= The Singing Angels =

Since 1964...

== History ==
The Singing Angels was founded in 1964 by Bill Boehm who wished to create a program that would bring children together to perform "good" music. Members of The Singing Angels come from 7+ Ohio counties in the greater Cleveland-Akron metropolitan area, United States, and are ambassadors representing the best in Northeast Ohio area musical youth. After the first holiday season, The Singing Angels were in demand all year round and performed at programs including church fund raisers and business conferences in downtown hotels. The Lakeside Summer Art Festival became an annual performance in 1965.

The group's first television special was made for Christmas 1967 at WEWS-TV and repeated in 1968. In 1969, the Angels had their first Command Performance at the White House. That Christmas, Wayne Newton introduced them to the nation on the Kraft Music Hall Special on NBC. The Singing Angels’ first international tour was to Romania in 1974.

The first rehearsal hall was in the Statler Hotel, followed by the old downtown Cleveland YMCA. In 1970, the Angels made the Cleveland Fire Training Academy their musical home. Today, they rehearse in the Cleveland Masonic Temple.
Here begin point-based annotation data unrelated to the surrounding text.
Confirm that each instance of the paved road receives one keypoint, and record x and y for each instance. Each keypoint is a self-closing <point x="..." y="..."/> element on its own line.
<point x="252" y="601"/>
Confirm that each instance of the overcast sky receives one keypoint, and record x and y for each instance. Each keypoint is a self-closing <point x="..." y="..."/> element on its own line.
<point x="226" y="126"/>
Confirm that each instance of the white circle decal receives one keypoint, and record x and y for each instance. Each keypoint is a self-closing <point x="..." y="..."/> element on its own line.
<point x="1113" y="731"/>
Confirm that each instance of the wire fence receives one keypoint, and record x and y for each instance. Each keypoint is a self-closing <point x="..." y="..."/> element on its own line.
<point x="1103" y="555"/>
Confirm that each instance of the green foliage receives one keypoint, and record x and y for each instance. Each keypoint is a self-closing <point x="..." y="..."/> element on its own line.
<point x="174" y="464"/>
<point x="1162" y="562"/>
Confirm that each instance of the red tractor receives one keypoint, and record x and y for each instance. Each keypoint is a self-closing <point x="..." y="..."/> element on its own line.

The Angels have sung in over 30 foreign countries, starting with their first official tour to Romania. Subsequent tours included China in 1983, where the Angels sang at the Great Wall of China. This was in an era when United States visitors were strictly prohibited in the communist country. In July 2000 the Angels were the sole representatives of the United States at the World Fair Expo 2000, held in Hanover, Germany. The Singing Angels' signature song "Let There Be Peace On Earth" was heard in several pavilions hosted by other nations.

The Singing Angels have been featured on national and international television, have performed four times at the White House and have appeared in concert with a host of superstars, including Bob Hope, Kenny Rogers, Wayne Newton, Celine Dion, B.J. Thomas, Roberta Flack, Eartha Kitt, Cathy Rigby, the U.S. Army Band, and the world-renowned Cleveland Orchestra.

Their 1973 single, "Christmas Is Christmas All Over The World", is one of the songs selected for the classic Yule Log Christmas special originally aired by WPIX-TV in New York.

=== Founder ===
William C. (Bill) Boehm, Founding Director, started the Singing Angels in 1964 to promote the action and joy of singing good music particularly amongst children. He held a master's degree in Dramatic Arts from Western Reserve University. Bill was the first staging director of Cleveland Music Carnival Arena theatre, starring in Herman Pirchner's Alpine Village, and had more than 5,000 personal stage appearances. Other highlights of Bill's career have included appearances as soloist with the Cleveland Symphony "Pops" Concerts; Singing Star of Chicago Theatre of the Air and tenor lead in the NBC-TV production of "Macbeth". In 1977, he was awarded the Ohio State Governor's Award "for excellence of achievement benefiting mankind and improving the quality of life for all Ohioans." Bill was a Captain in the Infantry in World War II and is a past President of the Rotary Club of Cleveland.

He sat on the committee that, with the help of non-profit consultants, forged the group's Long Range Strategic Plan, approved by the Board of Directors in November 2002. A ceremony during the Spring Benefit Concert featured alumni from each decade of the group paying tributes to him. The group has created The Singing Angels William C. Boehm Endowment Fund to provide long-term funding so that future generations of young people can benefit from his vision. Boehm died in April 2017.

=== Recordings ===

2015 Candy Cane Lane
2009 The Singing Angels: Unplugged
2005 Somewhere in My Memory - 40 Years of Holidays with the Singing Angels
2004 Walking on Sunshine
2001 God Bless the USA
2000 Happiness
1998 We Wish You the Merriest
1993 And The Angels Sing
1987 Getting Ready for Christmas
1984 Make Someone Happy
1983 Jolly, Holly Days
1981 Christmas in the Air
1981 Get Happy
1980 Children of the World
1979 Great Day
1977 Finally It’s Christmas
1976 Sing America
1974 Tenth Anniversary
1973 Christmas Is Christmas All Over The World (single)
1972 Bill Boehm’s Singing Angels

== Alumni ==

Laura Fedor continues to pursue her musical dreams and was a contestant on NBC's Nashville Star with her best friend Sophie.
She is currently on Teddy Gentry's Best New Nashville CD, available at Cracker Barrel restaurants.

Mark Glinka of The Singing Angels has also made a career in music as a bassist and vocalist with rock bands 28 North and Threads of Scarlet.

Daryl Waters (former Singing Angels youth pianist) won a 2010 Tony Award for Best Orchestrations for Memphis and was nominated for a 1996 Tony Award for Best Original Score for Bring in 'Da Noise, Bring in 'Da Funk.